Carut-Marut Negeri Hoax - Dunia Yaya

Kamis, 02 Februari 2017

Carut-Marut Negeri Hoax

Apalagi yang belum tersisa dari negeri ini?. Kondisi yang semakin mengkhawatrkan. Persatuan yang semain retak. Tolransi yang sudah diambang kehancuran. Fitnah semakin merajalela. Kekuasaan semakin menerkam sana-sini. Pemerintah yang tak bisa memberi kepercayaan dan rasa aman untuk rakyatnya. Wakil  rakyat yang semakin rakus kekuasaan. Rakyat yang semakin menderita. Masyarakat yang semakin diprovokasi aneka wacana.

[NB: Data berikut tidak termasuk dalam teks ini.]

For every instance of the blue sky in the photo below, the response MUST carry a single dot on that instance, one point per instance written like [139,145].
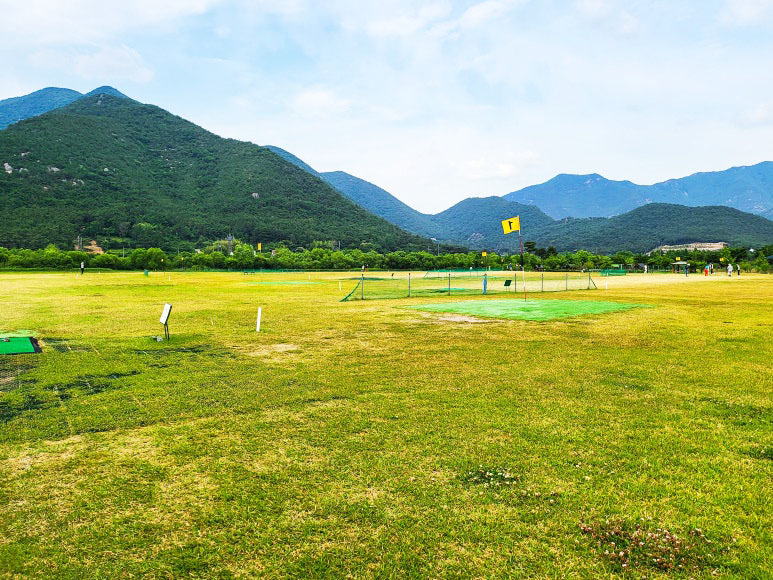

Sosmed menjadi ajang unjuk pendapat, saling menghina, menjatuhkan. Bahkan agama yang dianggap bisa meneduhkan, malah dinista, dan pemukanya dihina dan ditenggelamkan. Lalu akan kemana negeri ini? apakah negeri yang damai, indah, asri, dan santun akan menjadi negeri dongeng dahulu kala?. 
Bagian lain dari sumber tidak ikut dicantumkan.